Focus: Education, Health, Women
Geographic: Area of Impact: Afghanistan, Pakistan
Model: Leveraged Non-Profit
Number of Direct Beneficiaries: 970,500 (2010)
Percentage Earned Revenue: 6% (2009)
Recognition: Regional Social Entrepreneur of the Year, Asia, 2010
During more than three decades of war and civil strife, Afghans have experienced constant disruptions in their daily lives. Two basic human rights – education and health – are necessary building blocks to restoring a stable society. However only 28% of the population over the age of 15 can read and write, and the expected rate of school attendance is only eight years. Average life expectancy is 44 years, and the infant mortality rate is the second highest in the world, at 153 deaths per 1,000 live births. How does one bring democracy and sustainability to a country where its people cannot read or write, and are dying too early?
Innovation and Activities
AIL provides health and education services to Afghani women and children, providing primary and secondary schooling and university classes, as well as health services and education. It also offers teacher training and workshops in leadership, human rights, health and capacity-building.
AIL helps students by promoting critical thinking, problem solving and the value of human rights. Its education learning centres are established in partnership with local communities, which contribute facilities and human resources, while AIL provides teachers’ salaries, ongoing training and school curricula. Its education curricula is self-developed with vocational training components, and requires active community participation and ownership so that communities become self-sufficient in providing for their own longterm educational and health needs.
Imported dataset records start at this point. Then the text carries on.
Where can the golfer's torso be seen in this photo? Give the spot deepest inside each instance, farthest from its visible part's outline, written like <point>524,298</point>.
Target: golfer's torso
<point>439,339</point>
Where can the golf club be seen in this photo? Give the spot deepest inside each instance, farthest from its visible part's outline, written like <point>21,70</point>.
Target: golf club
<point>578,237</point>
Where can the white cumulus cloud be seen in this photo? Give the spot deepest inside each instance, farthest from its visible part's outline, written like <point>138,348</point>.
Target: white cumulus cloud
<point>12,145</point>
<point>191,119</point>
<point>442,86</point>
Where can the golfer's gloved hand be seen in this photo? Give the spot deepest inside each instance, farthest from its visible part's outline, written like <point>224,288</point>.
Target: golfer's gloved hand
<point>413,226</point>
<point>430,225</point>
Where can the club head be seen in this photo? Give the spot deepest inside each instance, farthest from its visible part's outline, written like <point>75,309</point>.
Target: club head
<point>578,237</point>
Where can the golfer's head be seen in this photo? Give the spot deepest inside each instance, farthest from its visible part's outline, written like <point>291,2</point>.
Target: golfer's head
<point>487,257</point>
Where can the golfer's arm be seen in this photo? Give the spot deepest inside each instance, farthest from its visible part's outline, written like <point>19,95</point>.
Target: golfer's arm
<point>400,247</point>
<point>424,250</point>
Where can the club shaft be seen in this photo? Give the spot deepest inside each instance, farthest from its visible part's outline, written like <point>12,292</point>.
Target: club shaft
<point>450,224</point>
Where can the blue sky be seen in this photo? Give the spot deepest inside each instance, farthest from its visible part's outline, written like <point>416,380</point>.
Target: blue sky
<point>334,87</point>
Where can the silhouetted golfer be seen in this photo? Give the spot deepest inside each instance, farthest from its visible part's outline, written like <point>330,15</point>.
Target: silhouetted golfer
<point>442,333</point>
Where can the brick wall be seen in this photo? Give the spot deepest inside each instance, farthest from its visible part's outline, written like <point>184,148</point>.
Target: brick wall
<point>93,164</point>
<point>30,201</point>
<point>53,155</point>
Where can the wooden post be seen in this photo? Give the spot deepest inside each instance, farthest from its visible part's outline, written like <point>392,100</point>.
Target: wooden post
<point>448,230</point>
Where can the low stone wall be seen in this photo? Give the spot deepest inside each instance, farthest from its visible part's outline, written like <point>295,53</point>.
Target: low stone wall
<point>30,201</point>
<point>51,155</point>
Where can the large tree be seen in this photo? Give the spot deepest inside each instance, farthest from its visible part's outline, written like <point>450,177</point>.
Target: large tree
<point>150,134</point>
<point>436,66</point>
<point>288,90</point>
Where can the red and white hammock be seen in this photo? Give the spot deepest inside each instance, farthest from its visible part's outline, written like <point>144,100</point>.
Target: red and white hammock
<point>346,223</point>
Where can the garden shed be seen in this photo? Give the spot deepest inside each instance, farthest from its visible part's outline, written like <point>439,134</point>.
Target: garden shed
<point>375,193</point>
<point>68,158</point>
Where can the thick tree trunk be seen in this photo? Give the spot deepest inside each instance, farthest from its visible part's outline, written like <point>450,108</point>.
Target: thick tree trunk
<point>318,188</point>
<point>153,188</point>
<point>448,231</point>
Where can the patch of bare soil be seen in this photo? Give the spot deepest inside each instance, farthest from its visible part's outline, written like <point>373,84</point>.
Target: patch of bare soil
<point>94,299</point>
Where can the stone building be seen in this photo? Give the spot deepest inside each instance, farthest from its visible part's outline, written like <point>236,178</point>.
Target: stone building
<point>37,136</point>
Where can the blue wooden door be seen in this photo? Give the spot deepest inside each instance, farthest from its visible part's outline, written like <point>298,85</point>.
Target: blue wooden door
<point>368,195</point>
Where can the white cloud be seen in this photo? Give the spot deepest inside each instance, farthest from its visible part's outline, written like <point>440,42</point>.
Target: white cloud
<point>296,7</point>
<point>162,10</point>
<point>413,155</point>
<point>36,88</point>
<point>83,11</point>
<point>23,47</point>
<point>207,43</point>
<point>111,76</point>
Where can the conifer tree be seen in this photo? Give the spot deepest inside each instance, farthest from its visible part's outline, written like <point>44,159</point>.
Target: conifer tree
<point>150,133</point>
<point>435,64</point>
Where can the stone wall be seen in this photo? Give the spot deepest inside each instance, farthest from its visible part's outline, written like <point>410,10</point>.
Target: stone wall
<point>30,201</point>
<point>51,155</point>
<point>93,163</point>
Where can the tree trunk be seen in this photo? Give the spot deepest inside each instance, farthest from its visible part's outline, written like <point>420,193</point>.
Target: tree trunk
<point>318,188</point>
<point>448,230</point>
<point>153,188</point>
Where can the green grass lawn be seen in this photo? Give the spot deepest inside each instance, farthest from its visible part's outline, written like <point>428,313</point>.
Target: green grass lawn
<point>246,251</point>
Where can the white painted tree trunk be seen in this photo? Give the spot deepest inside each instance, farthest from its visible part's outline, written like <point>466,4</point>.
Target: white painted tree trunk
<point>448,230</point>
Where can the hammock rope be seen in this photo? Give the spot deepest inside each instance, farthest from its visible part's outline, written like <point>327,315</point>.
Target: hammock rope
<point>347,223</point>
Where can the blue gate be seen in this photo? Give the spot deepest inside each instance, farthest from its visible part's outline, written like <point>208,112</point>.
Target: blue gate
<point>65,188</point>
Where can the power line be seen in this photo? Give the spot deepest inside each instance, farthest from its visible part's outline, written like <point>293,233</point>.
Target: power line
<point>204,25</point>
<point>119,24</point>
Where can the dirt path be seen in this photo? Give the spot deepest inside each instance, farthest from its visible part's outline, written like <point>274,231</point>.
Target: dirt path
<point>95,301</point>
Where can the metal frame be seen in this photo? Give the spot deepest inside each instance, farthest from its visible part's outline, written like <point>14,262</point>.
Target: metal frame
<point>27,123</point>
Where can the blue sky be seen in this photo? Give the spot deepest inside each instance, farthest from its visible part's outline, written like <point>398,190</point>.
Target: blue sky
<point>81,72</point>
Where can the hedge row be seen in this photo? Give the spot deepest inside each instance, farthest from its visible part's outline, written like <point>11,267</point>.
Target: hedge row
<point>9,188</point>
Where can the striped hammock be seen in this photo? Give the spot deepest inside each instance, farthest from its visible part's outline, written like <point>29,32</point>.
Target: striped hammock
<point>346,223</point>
AIL also operates rural clinics that provide primary care services and health education in coordination with volunteer community health workers. In response to community needs, AIL developed a course for nurses, midwives and health educators that graduates highly sought-after healthcare providers.
To date, AIL has benefited more than 8.8 million people through its education and health services.
Sakena Yacoobi, AIL’s founding Executive Director, was born in Herat, Afghanistan. She went to the United States in the 1970s, and earned a Bachelor's in Biological Sciences and a Master's in Public Health. She worked as a teacher and a health consultant before returning in 1990 to work with Afghan refugees in Pakistan. During this time she observed that Afghanis had lost their identities as a result of loss of family in war, death from preventable illness or displacement to another country. She founded AIL so that Afghans could rebuild their lives, society, and ultimately their country.